When legislators are seriously considering sucking up smog with a giant vacuum cleaner and give nose filters out to police to ease lung damage, you know the pollution situation’s got pretty serious. Which is precisely what’s happened in China, where air quality in urban areas routinely falls under safety limits set by the World Health Organization.
And cars aren’t helping. 50 per cent of urban particulate matter comes from vehicle emissions, which wouldn’t be such a monumental problem if a) daily car sales didn’t sit above 30,000, and b) current ownership wasn’t at more than 120,000,000. But domestic electric carmaker, Kandi, has come up with a solution significantly less absurd than a giant Hoover: pay-by-the-hour EV rental.

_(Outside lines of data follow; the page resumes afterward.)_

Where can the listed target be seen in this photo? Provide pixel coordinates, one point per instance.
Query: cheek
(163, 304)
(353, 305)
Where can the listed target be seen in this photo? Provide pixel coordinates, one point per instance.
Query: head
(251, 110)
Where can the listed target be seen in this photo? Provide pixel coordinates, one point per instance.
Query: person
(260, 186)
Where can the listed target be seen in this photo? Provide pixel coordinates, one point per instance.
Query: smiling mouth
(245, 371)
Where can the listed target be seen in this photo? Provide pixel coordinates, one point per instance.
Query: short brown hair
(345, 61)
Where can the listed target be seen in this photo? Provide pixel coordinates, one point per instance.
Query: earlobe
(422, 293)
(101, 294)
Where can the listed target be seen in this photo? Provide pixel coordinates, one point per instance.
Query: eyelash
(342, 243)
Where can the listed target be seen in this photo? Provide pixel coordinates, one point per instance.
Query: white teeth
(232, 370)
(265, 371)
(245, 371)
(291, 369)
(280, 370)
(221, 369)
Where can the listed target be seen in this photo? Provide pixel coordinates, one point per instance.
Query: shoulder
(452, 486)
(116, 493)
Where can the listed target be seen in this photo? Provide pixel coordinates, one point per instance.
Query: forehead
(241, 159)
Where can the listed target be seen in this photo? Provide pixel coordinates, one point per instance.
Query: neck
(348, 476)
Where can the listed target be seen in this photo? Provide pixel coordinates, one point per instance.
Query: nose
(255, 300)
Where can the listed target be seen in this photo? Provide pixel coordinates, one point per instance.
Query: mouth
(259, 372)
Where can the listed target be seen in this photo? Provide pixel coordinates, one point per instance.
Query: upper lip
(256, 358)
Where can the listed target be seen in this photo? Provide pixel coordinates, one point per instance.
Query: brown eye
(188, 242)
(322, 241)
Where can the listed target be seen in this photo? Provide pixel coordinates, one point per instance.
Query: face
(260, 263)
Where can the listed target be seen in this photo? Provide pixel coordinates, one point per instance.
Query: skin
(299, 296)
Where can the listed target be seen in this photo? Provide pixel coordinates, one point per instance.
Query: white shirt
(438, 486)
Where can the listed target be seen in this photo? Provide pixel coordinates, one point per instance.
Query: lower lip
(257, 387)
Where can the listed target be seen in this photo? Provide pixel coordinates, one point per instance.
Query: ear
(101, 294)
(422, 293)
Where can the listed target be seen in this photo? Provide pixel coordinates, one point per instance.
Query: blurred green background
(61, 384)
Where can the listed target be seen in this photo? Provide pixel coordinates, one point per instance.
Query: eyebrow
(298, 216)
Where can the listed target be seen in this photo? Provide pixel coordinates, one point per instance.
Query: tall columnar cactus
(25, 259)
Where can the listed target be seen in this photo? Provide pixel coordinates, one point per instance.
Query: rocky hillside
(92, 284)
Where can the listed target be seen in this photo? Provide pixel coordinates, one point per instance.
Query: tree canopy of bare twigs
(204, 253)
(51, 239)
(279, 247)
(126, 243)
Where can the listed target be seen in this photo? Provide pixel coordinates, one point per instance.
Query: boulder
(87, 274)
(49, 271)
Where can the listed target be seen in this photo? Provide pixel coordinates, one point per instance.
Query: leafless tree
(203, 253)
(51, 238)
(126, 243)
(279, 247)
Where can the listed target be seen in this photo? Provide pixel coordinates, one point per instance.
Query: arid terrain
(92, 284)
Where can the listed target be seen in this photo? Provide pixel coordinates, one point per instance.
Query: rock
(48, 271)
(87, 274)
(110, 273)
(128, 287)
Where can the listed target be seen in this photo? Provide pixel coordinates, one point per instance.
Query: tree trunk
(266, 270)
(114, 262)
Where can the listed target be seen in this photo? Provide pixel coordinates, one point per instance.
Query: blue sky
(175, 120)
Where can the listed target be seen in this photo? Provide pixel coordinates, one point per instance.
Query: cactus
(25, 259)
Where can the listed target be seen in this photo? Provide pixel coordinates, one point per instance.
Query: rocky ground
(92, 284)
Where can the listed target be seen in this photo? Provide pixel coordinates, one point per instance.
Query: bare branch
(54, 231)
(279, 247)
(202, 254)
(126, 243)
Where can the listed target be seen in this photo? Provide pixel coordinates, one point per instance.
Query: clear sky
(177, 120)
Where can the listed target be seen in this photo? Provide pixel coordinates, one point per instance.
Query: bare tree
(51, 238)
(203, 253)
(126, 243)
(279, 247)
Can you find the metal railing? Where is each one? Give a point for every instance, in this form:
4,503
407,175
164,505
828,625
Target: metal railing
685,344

Like a combination of Boris Bikes and those Kit Kat machines you had in sixth form college, this giant EV rental station in Hangzhou allows people to insert their credit card, then out comes one of Kandi’s 120 zero-emissions, Panda-faced cars. Each of which is capable of 75 miles per charge, and costs £1.96 per hour.
The Kandi machine (geddit?) is something the manufacturer plans to grow into a 500-strong network of garages in the next four years. Which sounds ambitious, but the public EV car share program is supported by China’s pledge to introduce 2,000,000 EVs on the road by 2020, an initiative backed by nearly £40bn in subsidies.
Officials also claim that China will reduce its carbon intensity - the fuel burned to make electricity that powers Kandis - and use more natural gas and nuclear power. Though that follows announcements that within the next four years, 160 new coal-fired plants will be opened, adding to the 620 operating now.